IPO: An IPO, or Initial Public Offering, is the process by which a private company sells its shares to the public for the first time, transitioning from a private to a publicly-traded company. This event marks a significant milestone in a company's growth and development, providing access to public capital markets and increased visibility.
Limited Liability: Limited liability is a legal concept that protects business owners or shareholders from being personally responsible for the debts and liabilities of the business. This means that the maximum amount a person can lose is the amount they have invested in the company, and their personal assets are shielded from the business's obligations.
NASDAQ: NASDAQ is a major American stock exchange located in New York City, known for trading shares of technology and other growth-oriented companies.

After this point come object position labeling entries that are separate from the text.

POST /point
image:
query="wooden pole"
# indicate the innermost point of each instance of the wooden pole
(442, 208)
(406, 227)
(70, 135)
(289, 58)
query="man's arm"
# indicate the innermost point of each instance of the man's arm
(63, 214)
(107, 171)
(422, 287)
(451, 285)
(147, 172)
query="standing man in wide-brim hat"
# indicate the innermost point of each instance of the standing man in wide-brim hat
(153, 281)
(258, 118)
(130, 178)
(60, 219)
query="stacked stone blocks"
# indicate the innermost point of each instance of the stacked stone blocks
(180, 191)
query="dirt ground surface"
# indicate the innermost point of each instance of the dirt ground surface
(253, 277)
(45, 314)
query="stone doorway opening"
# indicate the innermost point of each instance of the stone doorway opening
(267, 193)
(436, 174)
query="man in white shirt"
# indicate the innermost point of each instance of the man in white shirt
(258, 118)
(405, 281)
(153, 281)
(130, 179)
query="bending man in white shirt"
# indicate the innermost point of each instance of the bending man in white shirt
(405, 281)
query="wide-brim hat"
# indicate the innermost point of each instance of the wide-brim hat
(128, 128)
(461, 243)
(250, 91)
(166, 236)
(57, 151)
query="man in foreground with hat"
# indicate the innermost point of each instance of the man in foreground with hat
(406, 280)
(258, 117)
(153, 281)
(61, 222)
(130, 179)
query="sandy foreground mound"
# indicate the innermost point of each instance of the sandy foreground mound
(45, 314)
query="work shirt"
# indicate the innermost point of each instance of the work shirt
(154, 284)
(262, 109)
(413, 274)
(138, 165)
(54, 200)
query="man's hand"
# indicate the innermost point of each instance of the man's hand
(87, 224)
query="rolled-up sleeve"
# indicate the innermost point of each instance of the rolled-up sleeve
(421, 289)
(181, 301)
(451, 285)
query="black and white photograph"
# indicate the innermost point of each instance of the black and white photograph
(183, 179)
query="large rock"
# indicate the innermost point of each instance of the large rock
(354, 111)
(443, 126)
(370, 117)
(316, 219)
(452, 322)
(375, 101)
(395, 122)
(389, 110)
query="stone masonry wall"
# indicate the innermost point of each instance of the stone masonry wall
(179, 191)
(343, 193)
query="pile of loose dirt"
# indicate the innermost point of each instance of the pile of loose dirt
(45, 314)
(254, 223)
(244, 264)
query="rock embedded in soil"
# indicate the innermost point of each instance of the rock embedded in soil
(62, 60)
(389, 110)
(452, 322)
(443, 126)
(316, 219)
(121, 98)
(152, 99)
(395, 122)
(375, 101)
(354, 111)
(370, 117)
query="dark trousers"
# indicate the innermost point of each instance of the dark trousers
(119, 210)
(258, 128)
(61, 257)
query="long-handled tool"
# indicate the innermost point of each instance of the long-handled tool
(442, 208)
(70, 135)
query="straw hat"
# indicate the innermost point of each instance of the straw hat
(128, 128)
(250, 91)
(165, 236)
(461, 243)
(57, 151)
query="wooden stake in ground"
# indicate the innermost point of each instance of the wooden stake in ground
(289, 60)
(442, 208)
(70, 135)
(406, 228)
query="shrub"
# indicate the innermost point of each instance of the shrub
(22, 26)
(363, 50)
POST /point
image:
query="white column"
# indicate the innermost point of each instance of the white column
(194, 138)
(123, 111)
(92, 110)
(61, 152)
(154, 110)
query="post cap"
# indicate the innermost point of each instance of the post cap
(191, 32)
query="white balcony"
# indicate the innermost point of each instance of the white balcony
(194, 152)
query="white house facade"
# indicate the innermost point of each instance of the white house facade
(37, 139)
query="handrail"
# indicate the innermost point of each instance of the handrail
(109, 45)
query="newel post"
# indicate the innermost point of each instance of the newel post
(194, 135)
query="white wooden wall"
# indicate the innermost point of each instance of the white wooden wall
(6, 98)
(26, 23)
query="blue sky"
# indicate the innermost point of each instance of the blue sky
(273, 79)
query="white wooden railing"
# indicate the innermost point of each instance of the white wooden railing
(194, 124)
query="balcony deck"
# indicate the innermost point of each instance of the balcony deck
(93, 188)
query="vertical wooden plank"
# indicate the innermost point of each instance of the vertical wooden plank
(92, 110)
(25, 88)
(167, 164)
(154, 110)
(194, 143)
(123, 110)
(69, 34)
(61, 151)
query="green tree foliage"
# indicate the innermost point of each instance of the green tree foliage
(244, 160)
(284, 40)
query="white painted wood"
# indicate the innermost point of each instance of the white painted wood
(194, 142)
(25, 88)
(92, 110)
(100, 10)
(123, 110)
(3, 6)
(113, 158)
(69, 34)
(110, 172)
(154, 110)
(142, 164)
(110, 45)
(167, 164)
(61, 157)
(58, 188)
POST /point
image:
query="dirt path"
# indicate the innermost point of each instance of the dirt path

It is the second-largest stock exchange in the world by market capitalization, serving as a hub for innovative and high-performing public companies across various industries.
NYSE: The New York Stock Exchange (NYSE) is the world's largest stock exchange, located in New York City. It serves as a primary market for trading securities of publicly listed companies, allowing investors to buy and sell shares of stock in these corporations.
Pass-Through Taxation: Pass-through taxation refers to a tax structure where the income or losses of a business entity, such as a partnership, S corporation, or limited liability company, are passed through to the owners or shareholders and reported on their individual tax returns. This means the business itself is not subject to income tax, and the tax liability is passed through to the individuals who own the business.
S Corporation: An S corporation is a type of business structure that provides the limited liability benefits of a corporation while allowing the business to be taxed as a pass-through entity, similar to a partnership or sole proprietorship. This allows the corporation's income, losses, deductions, and credits to be passed through to the shareholders, who then report them on their personal tax returns.
SEC: The SEC, or the Securities and Exchange Commission, is an independent agency of the United States federal government that is responsible for regulating the securities industry, including the stock market, to protect investors, maintain fair and orderly functioning of securities markets, and facilitate capital formation.
Shareholders: Shareholders are the owners of a corporation, holding shares or stock in the company. They have a vested interest in the success and profitability of the business and are entitled to certain rights and responsibilities based on their ownership stake.